GuritaNews – Panglima TNI Jenderal Gatot Nurmantyo menyatakan telah membatalkan pembelian helikopter Agusta Westland (AW) 101 dan ‎akan melayangkan surat pembatalan ke pihak kontraktor.

 

 

“Yang jelas saya sudah buat surat untuk pembatalan ‎kontrak,” kata Gatot kepada wartawan, Rabu (28/12).

Panglima TNI tidak menyebutkan secara pasti kapan surat pembatalan dibuat.

Menurutnya, surat tersebut sudah lama dibuat dan menjadi pedoman bagi TNI Angkatan Udara untuk bertindak.

“Sekarang tidak jadi (beli Heli AW 101),” ucapnya.

Rencana pembelian helikopter AW-101 sebgai transportasi kepresidenan dan tamu VVIP, dua kali ditolak oleh Presiden Joko Widodo.

Namun, TNI AU tetap berencana membeli helikopter produksi Leonardo-Finmeccanica itu, untuk keperluan transportasi pasukan dan SAR (Search and Rescue), kata Kepala Staf TNI AU, Marsekal Agus Supriatna.

Marsekal Pertama Jemi Trisonjaya, Kepala Dinas Penerangan TNI AU, membantah keras jika ada anggapan TNI AU membeli heli tersebut diam-diam.

Ia menegaskan, pembelian heli sudah berdasarkan restu pemerintah, seperti Bappenas, Kementerian Keuangan, Kementerian Pertahanan, dan Komisi I DPR.

“TNI AU tidak sendiri, ada keikutsertaan stakeholder terkait, tidak bisa berdiri sendiri,” ujar Jemi.

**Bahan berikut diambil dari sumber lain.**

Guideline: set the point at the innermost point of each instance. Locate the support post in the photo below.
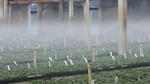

Pada kesempatan terpisah, Presiden Joko Widodo telah mengingatkan kepada jajarannya jika ditemukan adanya pelanggaran di kemudian hari, terkait pembelian helikopter AW-101.

“Saya nanti akan tanyakan ke Kemenhan (Kementerian Pertahanan) karena ini urusannya dari Kementerian Pertahanan. Yang jelas satu saja, kalau ada penyelewengan tahu sendiri,” ujar Presiden Jokowi.